The Modera Broadway development set to embrace E Howell’s approach to Cal Anderson and replace Broadway’s Bonney Watson funeral home and its surface parking lot with twin seven-story, market rate apartment buildings will go in front of the design review board for what the developers and its team of architects hope will be the third and final session Wednesday night.
“Although development will occur on two separate parcels, the buildings will be designed to create one cohesive resident community with shared management, ample resident amenities and outdoor space,” developer write about the project. “Design will incorporate opportunities for maximizing light and views to the apartment homes, creating overlooks and encouraging people-watching. The buildings will work together toward a shared design concept with similar massing, materials and detailing in support of creating a vibrant transit-oriented development.”
CHS reported here on the project from Mill Creek Residential as it shaped up for review earlier this year. The board decided the project could move forward to the final recommendation phase but wanted to see more done with E Howell and the development’s eastern flank facing Nagle and Cal Anderson Park as well as address a unifying design across the two separate structures that make up the project.
“The board gave very clear direction to provide a simple and refined design on the basis of a very clear design parti, with specific weight given to providing a Chicago-school style Pike/Pine auto row era design,” the architects from Weber Thompson write. “With that the project team simplified the design providing distinct representations of the brick grid structures seen throughout Capitol Hill, studying the proportion and rhythm of existing buildings throughout Capitol Hill and applying a sibling relationship between the north and south structures through coloration and horizontal articulation to the north and vertical to the south.”
As designed, the two buildings will add around 228 units of market rate housing to Broadway along with more than 16,000 square feet of commercial space and underground parking for 124 vehicles despite the project’s close proximity to Capitol Hill Station.
CHS first reported that Mill Creek was acquiring the Broadway property last October with plans for mixed-use development just south of the Capitol Hill Station projects.
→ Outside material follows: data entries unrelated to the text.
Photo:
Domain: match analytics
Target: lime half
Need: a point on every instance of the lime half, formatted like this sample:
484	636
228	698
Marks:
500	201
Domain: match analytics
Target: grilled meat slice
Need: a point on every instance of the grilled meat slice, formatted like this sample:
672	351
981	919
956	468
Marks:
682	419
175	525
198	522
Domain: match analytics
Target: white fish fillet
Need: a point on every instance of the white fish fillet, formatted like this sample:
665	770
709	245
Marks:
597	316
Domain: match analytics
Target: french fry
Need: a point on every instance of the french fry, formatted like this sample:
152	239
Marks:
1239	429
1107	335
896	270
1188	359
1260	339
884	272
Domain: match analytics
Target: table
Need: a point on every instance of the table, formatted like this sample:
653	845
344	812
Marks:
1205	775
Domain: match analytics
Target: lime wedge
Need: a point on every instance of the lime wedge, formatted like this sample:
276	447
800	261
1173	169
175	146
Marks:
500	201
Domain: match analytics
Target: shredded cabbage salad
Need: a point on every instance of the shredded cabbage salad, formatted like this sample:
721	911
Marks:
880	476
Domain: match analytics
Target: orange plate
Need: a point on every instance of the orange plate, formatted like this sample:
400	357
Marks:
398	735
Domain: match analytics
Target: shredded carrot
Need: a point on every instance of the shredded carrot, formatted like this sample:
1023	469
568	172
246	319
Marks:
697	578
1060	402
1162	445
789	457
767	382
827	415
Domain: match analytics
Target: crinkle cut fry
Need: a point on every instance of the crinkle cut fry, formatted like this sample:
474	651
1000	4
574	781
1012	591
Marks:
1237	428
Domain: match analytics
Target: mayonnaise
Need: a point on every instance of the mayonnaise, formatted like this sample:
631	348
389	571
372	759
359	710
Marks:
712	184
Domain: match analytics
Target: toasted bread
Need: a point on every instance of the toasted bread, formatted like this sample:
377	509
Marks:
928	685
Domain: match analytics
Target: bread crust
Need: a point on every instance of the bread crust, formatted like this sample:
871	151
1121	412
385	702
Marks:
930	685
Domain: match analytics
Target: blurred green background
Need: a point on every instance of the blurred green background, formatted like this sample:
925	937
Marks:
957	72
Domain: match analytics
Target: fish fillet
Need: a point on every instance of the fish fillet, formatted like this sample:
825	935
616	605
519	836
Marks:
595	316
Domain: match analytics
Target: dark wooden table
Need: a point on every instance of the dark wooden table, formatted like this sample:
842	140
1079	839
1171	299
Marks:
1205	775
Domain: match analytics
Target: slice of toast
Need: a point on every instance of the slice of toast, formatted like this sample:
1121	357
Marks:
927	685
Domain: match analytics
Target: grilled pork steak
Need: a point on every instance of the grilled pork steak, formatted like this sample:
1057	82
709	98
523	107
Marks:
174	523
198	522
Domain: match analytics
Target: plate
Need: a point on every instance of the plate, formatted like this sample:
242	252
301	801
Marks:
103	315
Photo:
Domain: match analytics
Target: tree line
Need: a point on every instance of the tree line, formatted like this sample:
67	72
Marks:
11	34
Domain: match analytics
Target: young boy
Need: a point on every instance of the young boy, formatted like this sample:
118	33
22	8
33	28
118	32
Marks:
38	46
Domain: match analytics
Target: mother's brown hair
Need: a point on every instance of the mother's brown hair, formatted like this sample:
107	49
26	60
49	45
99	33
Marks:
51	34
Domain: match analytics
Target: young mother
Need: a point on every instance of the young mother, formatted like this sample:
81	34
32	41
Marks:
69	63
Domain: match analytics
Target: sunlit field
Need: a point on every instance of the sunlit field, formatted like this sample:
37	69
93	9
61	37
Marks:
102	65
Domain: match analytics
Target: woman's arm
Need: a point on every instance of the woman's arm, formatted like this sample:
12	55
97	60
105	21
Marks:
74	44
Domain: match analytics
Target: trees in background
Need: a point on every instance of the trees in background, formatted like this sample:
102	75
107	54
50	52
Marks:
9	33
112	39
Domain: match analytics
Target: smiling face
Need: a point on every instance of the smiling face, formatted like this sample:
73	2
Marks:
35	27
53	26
In December, Seattle’s Landmarks Preservation Board unanimously rejected the nomination of the 1961-built Bonney-Watson Funeral Home calling the modern-style building underwhelming, boxy, and, depressing.
Bonney-Watson’s Seattle history dates to 1868. In 2013, CHS talked with CEO Cameron Smock about the history — and future — of the funeral home.
The new project will harken back to the neighborhood’s auto row history — not its mortuary past — for its design finishes and materials with a mix of brick and sheet metal styling:
Wednesday night, if a memo from city staff to the project’s designers is any guide, look for the board to drill in on the north building’s proposed design elements including the “the fenestration amount and design within the frames” to provide more visual distinction between the two structures. You can also expect more questions about the planned live/work units along Nagle and whether that type of commercial activity is worthy of the street and the park it will look out on.